Google Says: Top This

Google announced tonight that it will up its Gmail limit to 2 GB, and that it plans to increase the limit to…the sky. Really. This is not an April Fools' joke. I spoke to Google PR, and they told me that they shortly intend to lift the limit entirely…

Gmailnolimit

Google announced tonight that it will up its Gmail limit to 2 GB, and that it plans to increase the limit to…the sky. Really. This is not an April Fools’ joke. I spoke to Google PR, and they told me that they shortly intend to lift the limit entirely on Gmail – well, not entirely, but they hope to allow as much as possible – which in the end, I was told, makes it pretty much limitless. Google Grid, ho! (I did ask them about the abuse of this feature – and they told me they’d get back to me….). BTW, the Gmail site has a cute (I hate that word, but it fits) doodle on the whole idea. Image at left.

Not to beat a tired horse, but why do this? Mail = pageviews. Pageviews = profits. Rinse. Repeat.

6 thoughts on “Google Says: Top This”

  1. you’re right about the motives. Emial is my most used service on the net. And it’s one of the few places where I actually click ads

  2. John, when Google launched Gmail they did say that they set it to 1Gb but ultimately they wanted it to be limitless. So the concept behind this is not new, even if the implementation is. I bet that if you take out all the users who are industry insiders, or who code Mozilla for fun, or who have ten laptops in a LAN at home, the number of people using anywhere near 1Gb is miniscule. So 2Gb, to Joe Average, is nothing more than psychological.

    Yes, email page views mean more revenues – but Gmail still has tiny market share compared to the big boys, and the email PPC model is far from proven yet, and I bet you that the revenues from Gmail are also relatively tiny (see the pre-Business-Week post about one trick ponies).

    As for the Grid, there is a world of difference between 2Gb of storage and the Grid. Even if the Grid would come about as a result of online storage (there is a lot more than that required), it smacks of ‘build it [storage] and they will come’ – most users outside our cosy tech community have little use for 2Gb of online storage. The only thing they could store would be music and videos – hardly worth doing when it takes aeons to download stuff even over broadband (I exaggerate, but you know…) – and in Europe at least we are all being migrated slowly to pay-per-megabyte so online storage will not be so free to download/upload.
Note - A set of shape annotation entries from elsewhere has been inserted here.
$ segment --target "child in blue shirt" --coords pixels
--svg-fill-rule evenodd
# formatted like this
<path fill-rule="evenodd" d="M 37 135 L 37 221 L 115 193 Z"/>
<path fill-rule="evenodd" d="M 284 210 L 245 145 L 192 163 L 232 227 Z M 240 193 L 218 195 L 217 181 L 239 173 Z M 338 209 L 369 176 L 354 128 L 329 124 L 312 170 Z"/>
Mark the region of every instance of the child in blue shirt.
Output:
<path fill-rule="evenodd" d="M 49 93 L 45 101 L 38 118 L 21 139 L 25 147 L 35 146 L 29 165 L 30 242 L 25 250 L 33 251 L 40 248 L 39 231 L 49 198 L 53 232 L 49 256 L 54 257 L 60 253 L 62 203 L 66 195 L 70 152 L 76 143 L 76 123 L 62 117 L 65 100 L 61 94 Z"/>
    Raising the storage to 2Gb is nice marketing, but nothing more. If they want Gmail to be revolutionary, let them compete on real features. Ironic that they are forced to compete on storage, when they specifically said a year ago that the point of 1Gb was to make storage a non-issue. And why do they still pussyfoot around with 1Gb or 2Gb, why don’t they say 10 or 100 or limitless? The ‘cute’ chart shows the gap between the spiel and the reality – let them stop messing around with limits and just give out that infinity+1.

  3. My gmail account is now at 2051 mb and growing. But the rate of growth is down dramatically from yesterday. At the current rate it looks like I’ll get about 3 MB of additional space a day, or another 1 GB over the next year. Cool!